First, although recognizing the rule enunciated by the Georgia Supreme Court in Haggard v. Bd. of Regents of Univ. System, 257 Ga. 524, 527 4 (c) (360 SE2d 566) (1987), I do not agree with the majority’s routine application of the “any evidence” standard here. It is not simply whether appellant’s claim has factual merit that we are called upon to review, but whether it has some justiciable issue of law, and I have difficulty reviewing the merit of an attempt to change the law under an evidentiary standard. Second, we must bear in mind that appellant may not be penalized for trying to change the law in Georgia if he has supported his theory with “some recognized precedential or persuasive authority.” Although I view the Georgia law regarding “at will” employment as salutary, and consequently support it, I value even more the right and heritage of our citizens to have free access to the courts to challenge rules of our common law. In fact, while abiding by them as I must, I question the wisdom underlying both OCGA § 9-15-14 (which the legislature must reexamine as it expires in July 1989) and the judicially created tort of “abusive litigation,” see Yost v. Torok, 256 Ga. 92 (344 SE2d 414) (1986), for the same reason.
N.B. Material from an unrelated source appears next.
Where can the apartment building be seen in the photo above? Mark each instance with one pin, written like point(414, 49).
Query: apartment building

Other jurisdictions have, in increasing numbers in recent years, carved out exceptions to the rule allowing no cause of action for the “at will” discharge of an employee hired for an indefinite term. See, e.g., Weiner v. McGraw-Hill, Inc., 443 NE2d 441 (NY App.) (1982), in which that state’s highest court held that a complaint which alleged that an employment handbook included an assurance that discharge would be for just cause only stated a cause of action for wrongful discharge, even though the law in New York had been otherwise for almost a century. See also cases collected at 12 ALR4th 544, Annotation: Modern Status of Rule That Employer May Discharge At-Will Employee For Any Reason. Because the decisions of-other jurisdictions have certainly been considered “persuasive authority” by the *117Georgia courts, see, e.g., State Farm Fire &c. Co. v. Morgan, 185 Ga. App. 377, 378-379 (364 SE2d 62) (1987), aff’d 258 Ga. 276 (368 SE2d 509) (1988); First Ga. Ins. Co. v. Goodrum, 187 Ga. App. 314, 315 (370 SE2d 162) (1988), I find no basis here for the award of attorney fees to appellees under OCGA § 9-15-14 (a). I note that the majority’s failure to grant appellees’ motion for a penalty for frivolous appeal appears to be based on this very same reasoning.
Decided January 12, 1989
Rehearing denied January 31, 1989
Douglas R. Padgett, for appellant.
John F. Wymer III, Kelly J. Koelker, for appellees.
Nevertheless, I concur in the result achieved by the majority in Division 5 because I find evidence in the record of abuse by appellant of the discovery process, which supports the award of attorney fees to appellees pursuant to OCGA § 9-15-14 (b).